The cofounder of security activist organization "cypherpunks" opens the doors of a company that builds e-commerce solutions.

Jeff Pelline Staff Writer, CNET News.com
Jeff Pelline is editor of CNET News.com. Jeff promises to buy a Toyota Prius once hybrid cars are allowed in the carpool lane with solo drivers.
Jeff Pelline
2 min read
A group led by Eric Hughes, the cofounder of the security activist organization "cypherpunks," has announced a new company called Simple Access that designs and builds infrastructure for finance, commerce, and the Internet.

"Currently, 'electronic commerce' is a euphemism for 'commerce that doesn't work,' or soon won't work on a large scale," Hughes said in a statement. "In order to prevent disasters on the horizon and build a foundation for safer and better systems, Simple Access is thinking ahead and solving problems at the infrastructure level."

He added: "We are working with leading companies that require their suppliers to have solid and experienced managers, so we brought on proven leaders."

The venture, which will be based in San Francisco, is entering a burgeoning but increasingly crowded field.

"Simple Access designs and builds infrastructure for finance, commerce, security, telephony, and the Internet," according to the company's Web site. "Our areas of expertise include transaction processing and payment systems, data security, and cryptography."

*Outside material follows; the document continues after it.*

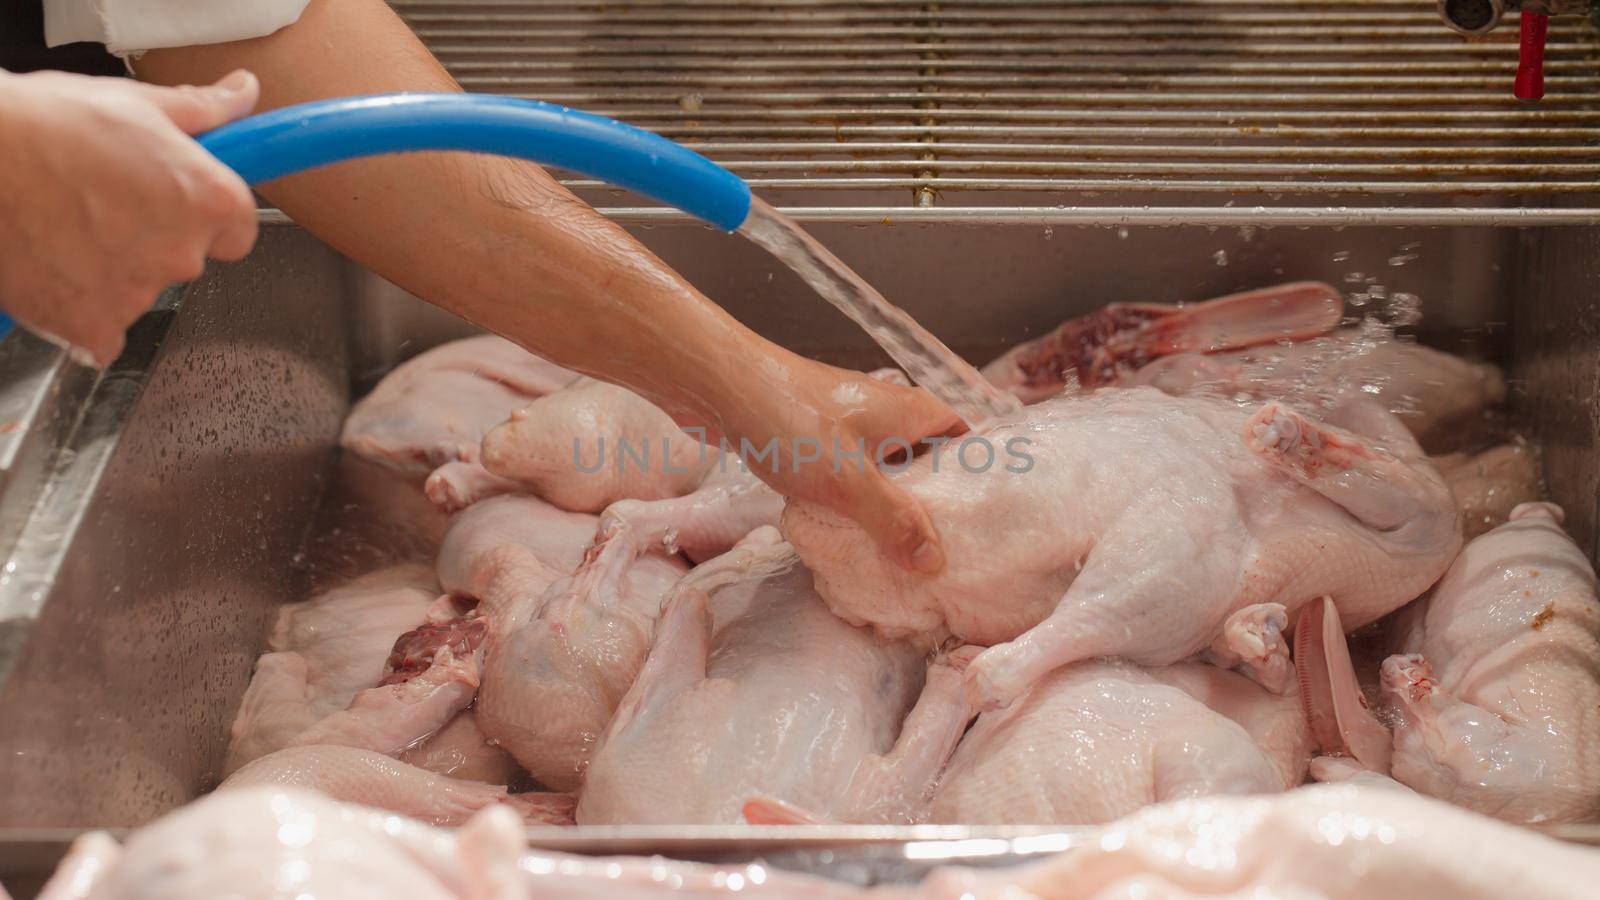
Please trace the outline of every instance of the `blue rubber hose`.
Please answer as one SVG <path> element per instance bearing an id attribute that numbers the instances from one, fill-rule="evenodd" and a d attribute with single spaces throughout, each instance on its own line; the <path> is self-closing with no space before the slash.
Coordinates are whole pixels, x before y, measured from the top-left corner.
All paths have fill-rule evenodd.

The company provides advice and development strategies for application of these technologies, including telephony and Internet provisioning and billing, international trade documents, and digital money. It is targeting giant companies as well as smaller ones for clients.

Simple Access spent its first year and a half in hiding. Hughes and Bob Hilby, formerly a principal of telecom firm Telemedia Networks, founded the company in September 1995. In the interim, SAC has spent its time "learning and researching," executives say on the Web page.

The company's chief executive is John McArtor, who has served as president and chief executive of Delta International, a private merchant bank. Since 1972, Delta has been designing, structuring, syndicating, and managing financial vehicles for private sector investment.

The company is still trying to build its management team, however. The Web site lists openings for numerous jobs.

In a treatise on e-commerce in Esther Dyson's Monthly Report, Hughes shares his philosophy on the subject. He says that current attempts at e-commerce don't offer compelling general solutions. "Some may work well over the short term and in specific markets, but most of them aren't designed for the new medium, which has strange characteristics," he writes.

Hughes also offers some general principles for designing future Net-based commerce systems. He advises: "Keep things explicit, keep things on a minimal need-to-know basis, keep things local, design systems that distribute vulnerability, and separate functions that don't need to be offered together."

Cypherpunks assumes that privacy is a good thing and wishes there were more of it, according to a Web page the group has posted. "Cypherpunks acknowledges that those who want privacy must create it for themselves and not expect governments, corporations, or other large faceless organizations to grant them privacy out of beneficence."